Playlistsmith

Content-based clustering for music libraries (recommendation planned). You hand Playlistsmith a CSV track list; it computes audio features for those tracks, clusters them by sound, and writes one playlist CSV per cluster.

New here? Start with the tutorial. The annotated vignette in docs/vignette.ipynb walks through the whole pipeline end to end — from an Exportify CSV to a set of exported playlists — with screenshots, a worked rock-vs-classical example, and both the GUI and Python API. Run it from the docs/ directory so the relative paths resolve.

Motivation

This package grew out of my own habit of dumping every song I ever liked into a single, ever-growing playlist. Splitting that by hand is hopeless. Playlistsmith is meant to make "turn this pile of tracks into a set of coherent playlists" automatic — for me, and for anyone else with the same problem.

How it works

Input: a preformatted CSV

Playlistsmith does not talk to Spotify, scrape it, or pull anything from your account. It works purely from a CSV you provide. The expected layout is the one produced by Exportify — a free, browser-based tool that exports a Spotify playlist to a ;-delimited CSV. You run Exportify yourself and feed the resulting file in.

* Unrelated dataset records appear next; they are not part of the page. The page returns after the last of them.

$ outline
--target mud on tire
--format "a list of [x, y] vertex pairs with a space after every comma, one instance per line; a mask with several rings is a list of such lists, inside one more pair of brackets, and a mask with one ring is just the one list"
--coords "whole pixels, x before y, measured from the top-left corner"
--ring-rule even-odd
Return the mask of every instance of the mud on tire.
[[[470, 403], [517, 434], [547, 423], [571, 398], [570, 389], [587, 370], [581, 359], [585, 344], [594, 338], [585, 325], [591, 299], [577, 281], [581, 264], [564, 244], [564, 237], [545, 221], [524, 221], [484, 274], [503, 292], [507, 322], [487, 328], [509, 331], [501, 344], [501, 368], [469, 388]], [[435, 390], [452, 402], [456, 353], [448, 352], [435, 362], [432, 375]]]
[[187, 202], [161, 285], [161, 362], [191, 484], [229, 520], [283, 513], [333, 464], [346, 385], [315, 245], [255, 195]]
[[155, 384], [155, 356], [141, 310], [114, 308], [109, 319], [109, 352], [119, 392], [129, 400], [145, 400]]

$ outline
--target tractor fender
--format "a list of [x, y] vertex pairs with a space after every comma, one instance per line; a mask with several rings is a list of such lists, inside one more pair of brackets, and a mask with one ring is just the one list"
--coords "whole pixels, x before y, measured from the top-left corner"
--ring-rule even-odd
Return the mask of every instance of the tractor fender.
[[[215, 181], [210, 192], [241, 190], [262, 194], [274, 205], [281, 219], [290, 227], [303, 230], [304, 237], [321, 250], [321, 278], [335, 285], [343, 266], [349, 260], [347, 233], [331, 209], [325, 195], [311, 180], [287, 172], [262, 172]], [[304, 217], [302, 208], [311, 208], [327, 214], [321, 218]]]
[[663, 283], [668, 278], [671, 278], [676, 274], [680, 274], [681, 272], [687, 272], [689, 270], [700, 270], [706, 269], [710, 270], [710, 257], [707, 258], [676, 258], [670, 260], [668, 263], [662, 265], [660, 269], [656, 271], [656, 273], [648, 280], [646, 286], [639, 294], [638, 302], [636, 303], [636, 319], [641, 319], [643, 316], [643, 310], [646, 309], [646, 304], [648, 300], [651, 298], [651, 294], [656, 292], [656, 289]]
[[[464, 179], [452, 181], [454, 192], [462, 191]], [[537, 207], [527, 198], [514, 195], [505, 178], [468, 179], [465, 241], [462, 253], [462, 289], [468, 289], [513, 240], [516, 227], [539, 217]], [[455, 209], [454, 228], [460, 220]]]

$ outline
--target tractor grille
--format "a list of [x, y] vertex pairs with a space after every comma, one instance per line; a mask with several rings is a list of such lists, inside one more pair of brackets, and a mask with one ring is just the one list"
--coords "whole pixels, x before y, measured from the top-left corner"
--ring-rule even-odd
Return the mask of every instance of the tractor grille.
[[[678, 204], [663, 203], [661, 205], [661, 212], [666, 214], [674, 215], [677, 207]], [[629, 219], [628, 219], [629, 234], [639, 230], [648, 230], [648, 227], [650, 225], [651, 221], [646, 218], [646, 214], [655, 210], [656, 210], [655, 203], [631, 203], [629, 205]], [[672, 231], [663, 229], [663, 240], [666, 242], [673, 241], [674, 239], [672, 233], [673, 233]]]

Only three fields are used: the track title, the artist name(s), and the bare Spotify track ID (parsed out of the spotify:track:<id> URI). Every other column in the export is ignored. Rows without a Spotify track ID are dropped on load. A synthetic, Exportify-shaped fixture (no real Spotify content) lives at tests/example_tracklist.csv.

Pipeline

CSV → io.csv_loader.TrackLibrary → features.extract(mode=...) → (features_df, CoverageReport) → [clustering] → [playlist export]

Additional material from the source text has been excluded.